Arrivé devant l'eau, je propose naturellement à mon chéri d'
enlever nos maillots. J'ai moi-même été
à poil sur des plages quelques rares fois dans ma vie, et j'en garde un souvenir des plus
plaisants. Mon chéri se laisse convaincre, et nous ressentons pour la première fois du voyage le
contact de l'eau si particulier quand on se baigne
nu.
De retour sur les
serviettes nous enfilons nos
maillots, et la journée se déroulera de cette façon. Le lendemain matin, alors que nous sommes
seuls sur la plage, pratiquement sans se poser la question, nous allons à l'eau
à découvert. Il y a vraiment quelque chose
d'unique à se baigner nu. Une impression plus forte de
liberté, et de totale
symbiose avec la nature.
L'après-midi même nous décidons de
rejoindre nos amis sur une plage. Elle est
naturiste. Et mon chéri, qui hier se faisait prier, n'hésite aujourd'hui
pas une seconde et m'attend, dans le plus
simple appareil un masque à la main, alors que je ne suis pas encore déshabillé, pour aller à l'eau.
Cette fois la plage n'est
pas vide, et on sent parfois les regards sur nous. Et c'est là où nous apprenons tout du
naturisme. (
Presque) Aucun des regards n'est
pervers ou insistant, il n'y a rien de
lubrique à se promener
les roubignolles au vent, tout le monde est là pour la même chose : être
à poil, et tranquille.
Et si parfois on sent que quelqu'un nous
dévisage du service trois pièces, c'est du même ordre que dans la rue habillées, lorsque deux nanas se reluquent leurs poitrines, pour comparer. Car la
comparaison est humaine.
Et sur ce point, se baigner dans l'eau froide offre au moins cet
avantage : si en entrant dans l'eau certains
s'en tirent mieux que d'autres, en en sortant tout le monde est logé à la même enseigne, les
boules rabougries plaident leur cause pour rentrer dans l'aine, le froid raccourcit les choses, ce n'est pas un mythe.
Et lorsqu'on se retrouve
en groupe, nus, à parler de choses et d'autres, les bâtons sont rompus, et plus rien ne paraît déplacé.

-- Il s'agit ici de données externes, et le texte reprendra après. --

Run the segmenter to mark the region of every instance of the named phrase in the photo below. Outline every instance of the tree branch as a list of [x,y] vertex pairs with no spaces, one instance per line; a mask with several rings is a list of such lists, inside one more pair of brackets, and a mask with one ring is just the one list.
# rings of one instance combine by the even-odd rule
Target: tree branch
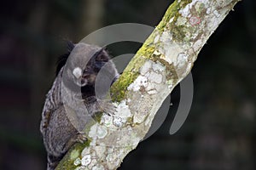
[[111,87],[103,114],[56,169],[116,169],[148,131],[162,102],[190,71],[207,40],[239,0],[176,0]]

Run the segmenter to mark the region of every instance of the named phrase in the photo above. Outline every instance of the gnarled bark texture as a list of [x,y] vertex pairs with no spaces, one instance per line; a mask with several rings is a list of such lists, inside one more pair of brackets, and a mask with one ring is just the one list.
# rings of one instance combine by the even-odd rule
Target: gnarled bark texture
[[148,131],[166,97],[188,75],[197,54],[239,0],[176,0],[112,86],[117,105],[88,128],[56,169],[116,169]]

Lorsque nous sommes arrivés sur
Sifnos, les plages n'étaient pas
naturistes, et ce fut, je dois l'avouer assez
dur de remettre les maillots de bains (
qui étaient fort beaux, rappelez-vous). D'un coup ils devenaient trop
serrés,
gênants, et on les aurait volontiers enlevés pour
sécher plus vite.
C'est pourquoi lorsque nous sommes arrivés sur notre dernière île,
Sérifos, dont le camping jouxtait une superbe plage naturiste, nous y avons
élu domicile pour 5 jours, la plus grande étape de notre voyage. Là encore, pas de
pervers, mais plutôt des couples, jeunes ou vieux, et souvent des gens très
agréables.
Du coup, ne nous demandez pas de voir la
marque de notre
bronzage, on n'en a plus !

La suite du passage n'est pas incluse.